Joanna M. Weston



AND THEN


stopped at half-past
the New Year
to watch waves of green
pink fading to yellow
cascade the sky
blurring into
an impossible horizon
and taking stars
further into orbit
while we, anchored
to the roadside
heard a distant wind
and a faint voice

Neila Mezynski



Men Who Wait 

Why don’t cha’ sofa soft, hard to get up off for a days work.  Desert. Wasteland. Me, maybe. Suitcase packed. Twenty more years time to practice. Interminable. Tomorrow.

Michael Estabrook


In the old world

I - The old world is different
than the new world,
a more solid texture to things,
more resilience, confidence, timelessness,
everything with obvious purpose and place.
II - Outside my hotel window
I see racks of bicycles,
a woman pushing a baby carriage,
a bus spewing smoke,
the squeal of a train stopping
at the station slices through the dusk.
A black and white image like from a scene
in Casablanca flicks into my mind:
dark-clad people, wearing hats,
clutching themselves tightly pressing forward
into the wind, dirty snow on the ground,
in the background a Nazi car watching
like an untrustworthy gargoyle.
III - And I’m sitting here
in a comfortable chair in my hotel room,
trying not to succumb this early
to the jetlag and I’m thinking, as usual,
about you, at home looking after things,
missing me too, or maybe not.

Christopher Vola

Tonight is Losing Teeth


One evening Uncle spit into your brother and reached for a bowl.

"Snap Crackle and Pop," he said, and you shoved him sense then, for you and your brother, into the corner table next to him until his head hit white bread and you licked the ketchup off and your dad charged in (bellowing through the house with your tee shirts pulled up, fleeing to your room and hidden under your blanket, exposed).
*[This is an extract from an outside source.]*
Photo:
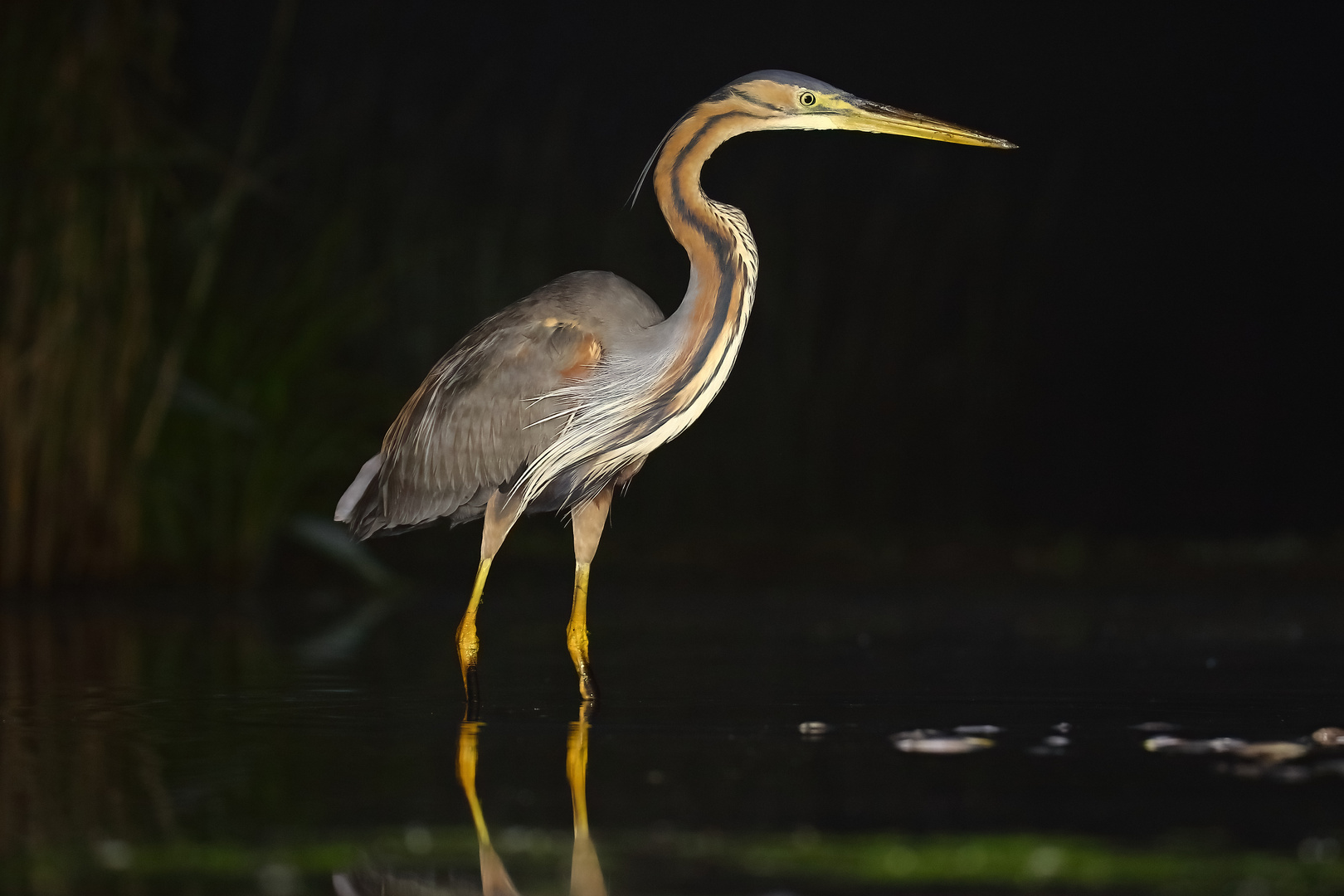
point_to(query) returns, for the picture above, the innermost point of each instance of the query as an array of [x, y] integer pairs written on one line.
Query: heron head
[[785, 100]]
You would smack your bellies then.

Instead, things were quiet for hours. You fell asleep being aliens. Afternoons spent you up.

Your brother was fine, screaming at the wall, "We’re not afraid of you," regenerated, grown into two new heads, wormlike as you jumped, punctuating the word "kitchen" and wanting to know if you wanted some and laughing like crazy. At some point your brother’s throat was swallowing mint chips, silently muttering.

The weirdness of childhood. The things that make Rice Krispies (the snapcracklepop), the things that make your chair. You hadn’t considered the sharp things you did. You smeared ketchup on slices cracked open.

Your brother started wailing and left the bread on your plates. You ran around demanding to know what had happened. You, your heads, arms still in the sleeves, stomachs expecting horrible punishment at any moment.

"Oyoyoyoyoyoyoyoyoy!" you thought.

Eventually your dad woke and came in. His head had split in two.

"Oscar the Grouch!" you shouted that over and over.

Uncle was having some ice cream in his “grouch” by landing on your butts instead of feet. You tottered from the kitchen as one expressing displeasure at a given situation. Your dad licked his lips. "Snap Crackle and Pop, the old mouth." One remembers the origin of this phrase.